Whereas the untreated virgin wax produced in Example 2 was opaque (bright white) and very hard (needle penetration of 5 dmm at 37.8° C.), the isomerized wax produced in Example 3 was translucent and very soft (needle penetration of 108 dmm at 37.8° C.)
Since the virgin Fischer-Tropsch wax produced in example 2 was harder than many of the typically marketed waxes which have a needle penetration value of, e.g., 7-15 and the isomerized wax of Example 3 was softer than these typically marketed waxes, a series of blends were formulated to prepare waxes with needle penetrations more typical of waxes commercially marketed. The series of blends was prepared by mixing the 441° C.+ raw wax with the 413° C.+ treated wax. Wax penetration data (ASTM Demail@example.com° C.) were obtained on each material and blends thereof. The particular wax fractions chosen for the blending study described herein do not necessarily correspond to a particular grade of wax marketed commercially, and boiling ranges were selected solely to demonstrate proof of a principle as defined below.

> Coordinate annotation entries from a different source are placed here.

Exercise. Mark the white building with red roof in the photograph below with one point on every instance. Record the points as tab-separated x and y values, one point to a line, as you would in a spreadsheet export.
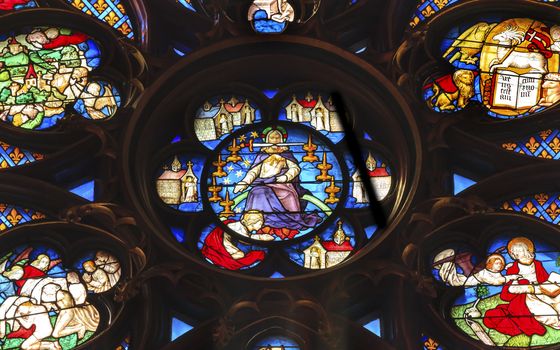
325	254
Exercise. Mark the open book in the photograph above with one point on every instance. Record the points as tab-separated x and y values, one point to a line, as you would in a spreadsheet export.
514	91
552	285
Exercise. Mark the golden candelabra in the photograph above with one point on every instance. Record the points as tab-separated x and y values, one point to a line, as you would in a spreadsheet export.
227	204
332	190
219	167
215	190
234	149
324	167
310	149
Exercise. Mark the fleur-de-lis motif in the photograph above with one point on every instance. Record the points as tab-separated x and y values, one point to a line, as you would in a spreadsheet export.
79	4
532	145
431	344
112	18
37	215
441	3
100	5
553	210
121	8
125	28
545	133
555	144
14	217
428	11
541	198
545	154
16	155
529	208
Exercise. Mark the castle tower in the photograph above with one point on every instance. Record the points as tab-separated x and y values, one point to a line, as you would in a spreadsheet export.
176	165
339	237
190	185
31	77
14	46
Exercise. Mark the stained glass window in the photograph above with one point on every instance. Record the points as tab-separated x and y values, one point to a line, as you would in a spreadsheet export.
12	5
545	144
111	12
276	343
430	344
11	215
545	206
280	181
12	156
270	16
501	64
47	68
508	293
33	277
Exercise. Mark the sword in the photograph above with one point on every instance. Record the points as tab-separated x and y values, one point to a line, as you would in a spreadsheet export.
251	144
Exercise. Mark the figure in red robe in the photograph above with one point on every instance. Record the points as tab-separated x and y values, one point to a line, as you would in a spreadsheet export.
219	249
516	317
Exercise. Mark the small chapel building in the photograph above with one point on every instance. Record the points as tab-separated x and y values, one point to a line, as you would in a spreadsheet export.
325	254
176	185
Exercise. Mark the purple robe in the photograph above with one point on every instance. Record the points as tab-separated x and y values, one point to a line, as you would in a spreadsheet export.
280	202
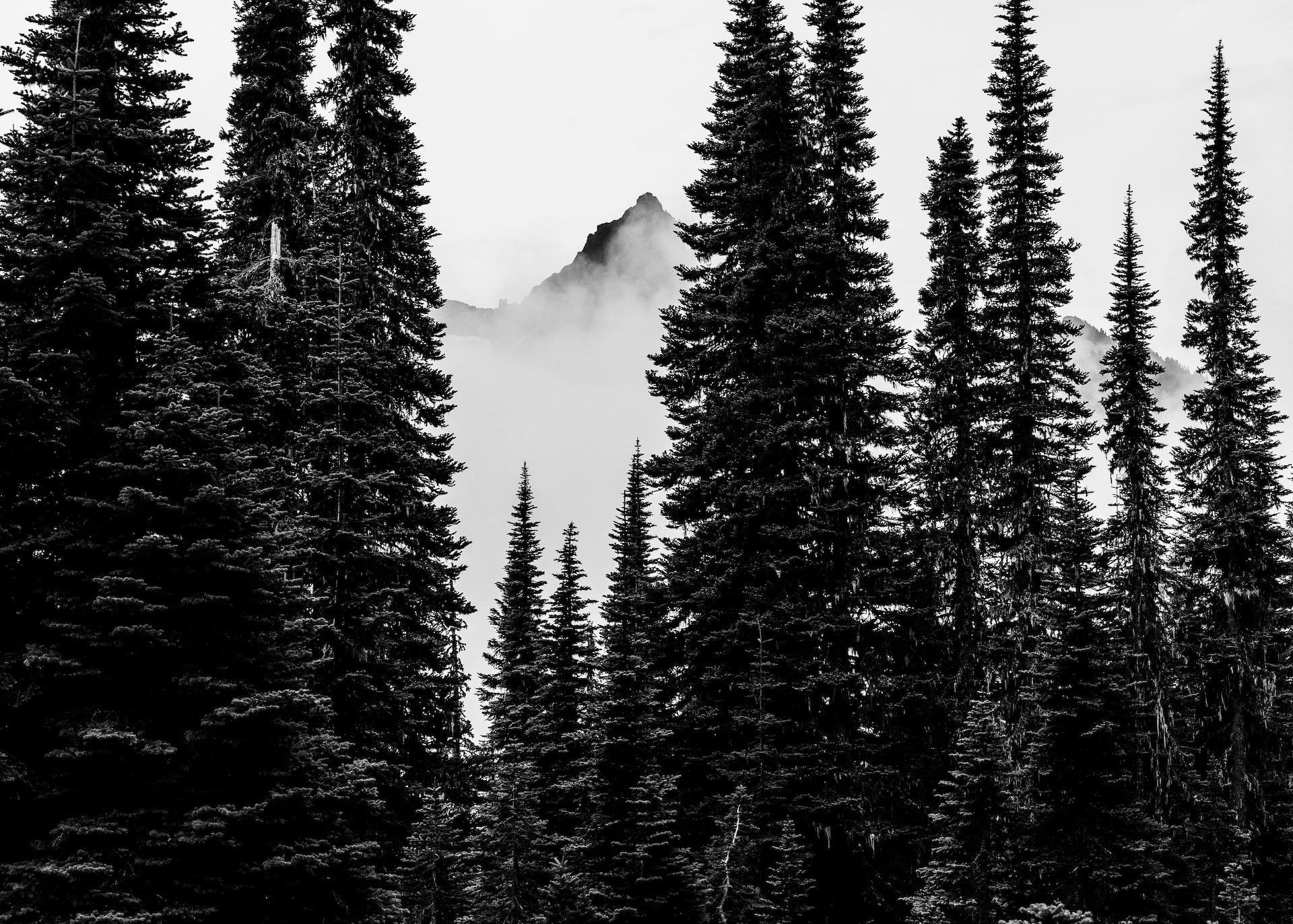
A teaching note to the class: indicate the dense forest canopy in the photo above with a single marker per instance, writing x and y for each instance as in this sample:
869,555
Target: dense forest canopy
878,657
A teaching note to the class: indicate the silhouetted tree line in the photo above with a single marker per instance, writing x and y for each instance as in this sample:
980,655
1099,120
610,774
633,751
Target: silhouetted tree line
888,663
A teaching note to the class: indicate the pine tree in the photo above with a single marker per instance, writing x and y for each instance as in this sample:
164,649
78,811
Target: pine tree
566,669
781,459
267,208
1235,543
632,835
1090,840
511,842
273,133
727,376
1034,401
435,876
510,694
788,893
947,416
1135,535
975,825
372,451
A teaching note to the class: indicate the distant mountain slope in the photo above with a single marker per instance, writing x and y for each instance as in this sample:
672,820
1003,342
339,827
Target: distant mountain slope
625,264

Table 3 below shows the needle penetration (ASTM D 1321) of wax blends prepared with the two waxes described in Examples 2 and 3. Penetration is measured with a penetrometer, which applies a standard needle to the sample for 5 seconds under a load of 100 grams.
The data demonstrate that the needle penetration value can be tailored by adjusting the relative proportions of each component. More importantly, however, the data indicate that the blending effect is not linear. The surprising results shown in this table are depicted in FIG. 1 where the data is plotted as wax penetration versus the content of isomerized wax.